Wie im Ermittlungsergebnis und in der Beweiswürdigung dargelegt, brachte der Beschwerdeführer im gegenständlichen Asylverfahren keine neuen Fluchtgründe mit glaubhaftem Kern, denen Asylrelevanz zukommen könnte, vor und ist sohin keine Sachverhaltsänderung eingetreten, die zu einer anderen Entscheidung in Bezug auf die Frage der Zuerkennung eines Schutzstatus führen würde.
Die Prüfung der Fluchtgründe war Gegenstand des vorangegangenen abgeschlossenen Rechtsganges. Im Rahmen des Bescheides des Bundesamtes für Fremdenwesen und Asyl vom 11.11.2011 und des Erkenntnisses des Asylgerichtshofes vom 18.02.2013 wurde das Vorbringen des Beschwerdeführers zu seinen Fluchtgründen im Hinblick auf dessen Wahrheits- bzw. Glaubhaftigkeitsgehalt sowie dessen Asylrelevanz untersucht und letztlich abschließend beurteilt.
Wenn der Beschwerdeführer nunmehr eine Verwestlichung vorbringt, so weisen, wie in der Beweiswürdigung dargelegt, diese Angaben keinen glaubhaften Kern auf, der Asylrelevanz entfalten könnte bzw. sind diese nicht geeignet, erheblich zur Wahrscheinlichkeit beizutragen, dass dem Beschwerdeführer der Status des Asylberechtigten zuerkannt werden könnte. Es ist somit keine Sachverhaltsänderung eingetreten, die für sich allein oder in Verbindung mit anderen Sachverhaltselementen rechtlich Asylrelevanz entfalten könnte und zu einer anderen Entscheidung führen könnte.

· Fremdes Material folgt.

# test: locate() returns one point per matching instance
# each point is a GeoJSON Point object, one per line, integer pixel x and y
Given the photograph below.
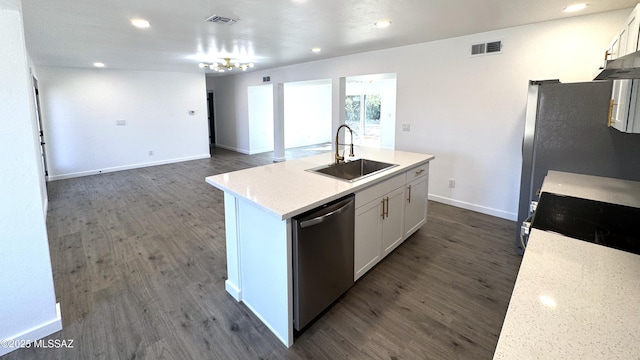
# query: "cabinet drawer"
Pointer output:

Da sich somit insoweit weder die Sach- noch die Rechtslage seit dem Bescheid des BFA vom 09.04.2025 geändert hat, wies das BFA den Folgeantrag hinsichtlich des Status des Asylberechtigten zu Recht wegen entschiedener Sache zurück.

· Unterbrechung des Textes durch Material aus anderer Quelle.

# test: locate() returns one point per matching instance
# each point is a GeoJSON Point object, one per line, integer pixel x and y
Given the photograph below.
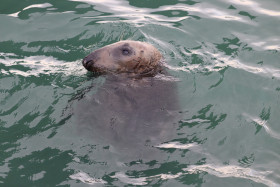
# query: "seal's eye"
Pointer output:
{"type": "Point", "coordinates": [125, 52]}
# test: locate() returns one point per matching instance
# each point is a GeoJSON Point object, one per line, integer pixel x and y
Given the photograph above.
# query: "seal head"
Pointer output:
{"type": "Point", "coordinates": [129, 57]}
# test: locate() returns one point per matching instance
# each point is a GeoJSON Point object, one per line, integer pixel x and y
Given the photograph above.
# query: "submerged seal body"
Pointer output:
{"type": "Point", "coordinates": [128, 112]}
{"type": "Point", "coordinates": [130, 57]}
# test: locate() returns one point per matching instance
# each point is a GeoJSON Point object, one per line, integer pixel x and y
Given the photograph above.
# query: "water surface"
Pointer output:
{"type": "Point", "coordinates": [223, 56]}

3.2. Zum Unterbleiben einer mündlichen Verhandlung:
Die Voraussetzungen für ein Absehen von der Verhandlung gemäß § 21 Abs. 7 BFA-VG, wonach eine mündliche Verhandlung unterbleiben kann, wenn der Sachverhalt aus der Aktenlage in Verbindung mit der Beschwerde geklärt erscheint oder sich aus den bisherigen Ermittlungen zweifelsfrei ergibt, dass das Vorbringen nicht den Tatsachen entspricht, sind im gegenständlichen Fall erfüllt. Der entscheidungswesentliche Sachverhalt wurde von der Verwaltungsbehörde vollständig in einem ordnungsgemäßen Ermittlungsverfahren erhoben und ist weiterhin aktuell. Das Bundesverwaltungsgericht teilt die tragenden Erwägungen der verwaltungsbehördlichen Beweiswürdigung. Auch wird in der Beschwerde kein dem Ermittlungsverfahren entgegenstehender oder darüberhinausgehender Sachverhalt behauptet und ist die Anberaumung einer Verhandlung auch nicht zur Klärung einer Rechtsfrage notwendig. Die Durchführung einer mündlichen Verhandlung vor dem Bundesverwaltungsgericht konnte daher trotz des Antrages des Beschwerdeführers unterbleiben.
Zu B) (Un)Zulässigkeit der Revision:
Gemäß § 25a Abs. 1 VwGG hat das Verwaltungsgericht im Spruch seines Erkenntnisses oder Beschlusses auszusprechen, ob die Revision gemäß Art. 133 Abs. 4 B-VG zulässig ist. Der Ausspruch ist kurz zu begründen.
Die Revision ist gemäß Art. 133 Abs. 4 B-VG nicht zulässig, weil die Entscheidung nicht von der Lösung einer Rechtsfrage abhängt, der grundsätzliche Bedeutung zukommt. Weder weicht die gegenständliche Entscheidung von der bisherigen Rechtsprechung des Verwaltungsgerichtshofes ab, noch fehlt es an einer Rechtsprechung; weiters ist die vorliegende Rechtsprechung des Verwaltungsgerichtshofes auch nicht als uneinheitlich zu beurteilen. Auch liegen keine sonstigen Hinweise auf eine grundsätzliche Bedeutung der zu lösenden Rechtsfrage vor.
Das Bundesverwaltungsgericht konnte sich bei allen erheblichen Rechtsfragen auf eine ständige Rechtsprechung des Verwaltungsgerichtshofes bzw. auf eine ohnehin klare Rechtslage stützen.
Es war daher spruchgemäß zu entscheiden.